I take notes from the world around me: the peeling fence, the river body moving against the crumbling bluff. But even earth’s partitions come down eventually, moved by the elements, or hunger:

“Exogenous or endogenous forces may tend to maintain or destroy a boundary through time . . . plankton may be concentrated into patches by ocean gyres or dispersed by winds or currents. A boundary between two vegetation types . . . is reinforced by the grazing preferences of herbivores.”
Belnap et al., A Classification of Ecological Boundaries

What of the grazer? What of the field? The gyre? The current?

“The structure lasts only as long as the winds persist.”

The limit lasts forever, or until something gives. Once the gales weaken: an opening.

 

XX

Do I keep howling eternally? I push my hand against the world’s chest again and again and again. When I lower my arms, it closes in.

 

XXI

Most times, life doesn’t end when an invader wakes the body. This morning, the clock reading 3:28, I was unusually clear when the roach woke me, and though I wanted him dead, and what’s more, wanted him to twitch his unseemly legs before dying so he, too, could know agony, I noticed that his small body mounting the hill of my leg was stripped of urgency, was just wandering, not looking for anything in particular but heat, the night unusually cool this time of year, and when I turned the lamp on he was just strolling, leisurely, and only when I slapped my book down on him did he start to panic, and god how hard those things are to kill (another lesson in strength: your tenacity, how strong your little bug body), and I rose and went for the spray.

 

XXII

“how to discern reclaim from cope
in the inflection of a magician”
—LaBlue, What’s Still Buried in a Field of Poison Ivy Above the City

The body remembers. To this day, I wake sometimes with a start, the man in my dreams peering over my mattress. When a date moves his hands too quickly to my face outside the bar, I stiffen. I will stop writing when the body is no longer a mission.
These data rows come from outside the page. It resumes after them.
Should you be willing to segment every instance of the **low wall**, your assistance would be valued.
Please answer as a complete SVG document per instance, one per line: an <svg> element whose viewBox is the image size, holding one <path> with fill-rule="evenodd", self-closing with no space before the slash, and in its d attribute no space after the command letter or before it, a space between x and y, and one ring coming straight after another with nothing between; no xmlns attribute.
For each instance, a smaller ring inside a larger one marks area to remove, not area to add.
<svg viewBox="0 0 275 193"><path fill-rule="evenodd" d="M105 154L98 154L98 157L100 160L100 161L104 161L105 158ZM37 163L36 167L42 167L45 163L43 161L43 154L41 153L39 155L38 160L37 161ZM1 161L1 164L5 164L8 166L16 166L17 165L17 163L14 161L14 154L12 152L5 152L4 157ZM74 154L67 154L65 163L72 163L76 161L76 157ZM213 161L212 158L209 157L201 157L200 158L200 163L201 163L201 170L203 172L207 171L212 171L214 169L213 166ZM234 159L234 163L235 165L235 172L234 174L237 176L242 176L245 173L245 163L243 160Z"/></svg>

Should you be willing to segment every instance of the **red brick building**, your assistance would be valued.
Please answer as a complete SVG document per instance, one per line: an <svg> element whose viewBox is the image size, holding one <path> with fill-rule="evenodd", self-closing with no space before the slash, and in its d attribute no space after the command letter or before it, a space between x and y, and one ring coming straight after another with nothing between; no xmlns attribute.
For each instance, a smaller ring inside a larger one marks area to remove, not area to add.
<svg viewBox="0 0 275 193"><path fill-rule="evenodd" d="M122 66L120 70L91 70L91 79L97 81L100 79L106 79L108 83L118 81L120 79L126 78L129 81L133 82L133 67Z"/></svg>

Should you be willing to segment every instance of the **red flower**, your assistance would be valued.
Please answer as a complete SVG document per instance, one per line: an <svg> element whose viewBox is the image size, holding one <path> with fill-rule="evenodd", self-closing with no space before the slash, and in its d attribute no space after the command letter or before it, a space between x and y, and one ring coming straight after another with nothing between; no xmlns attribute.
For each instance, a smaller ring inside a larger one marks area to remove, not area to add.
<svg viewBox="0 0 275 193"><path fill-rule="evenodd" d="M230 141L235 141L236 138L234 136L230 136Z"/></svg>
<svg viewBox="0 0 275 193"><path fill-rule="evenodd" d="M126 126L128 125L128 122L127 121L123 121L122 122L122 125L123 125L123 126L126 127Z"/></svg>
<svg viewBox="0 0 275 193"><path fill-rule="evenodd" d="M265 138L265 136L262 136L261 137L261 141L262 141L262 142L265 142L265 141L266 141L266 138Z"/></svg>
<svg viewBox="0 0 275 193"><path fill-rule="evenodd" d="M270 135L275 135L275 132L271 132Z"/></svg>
Months ago, in a bookstore, a poet read from her book for the launch, and when she sang her rupture into the room, I cried openly in the audience. The man I was with fidgeted nervously next to me. After, in the autograph line, she held me. This stranger, now sister, took me into her: stretching out from her wooden chair, surrounded by others who seemed to be mostly collected. I told her I was sorry for my blubbering, and she broke us apart briefly, looked into me, said no, said did you just say that? and pulled me back in.

“We haven’t made it to the punch line. Everyone is waiting. Everyone wants resolution, for the poem to click shut. Who gets the last word? Who, in the end, dictates the story? I’m sorry. I really don’t know.”
Cameron Awkward-Rich, Essay on the Awkward / Black / Object

The tree keeps whistling outside my window, and I won’t watch for the split. Let me write anything, anything, anything else.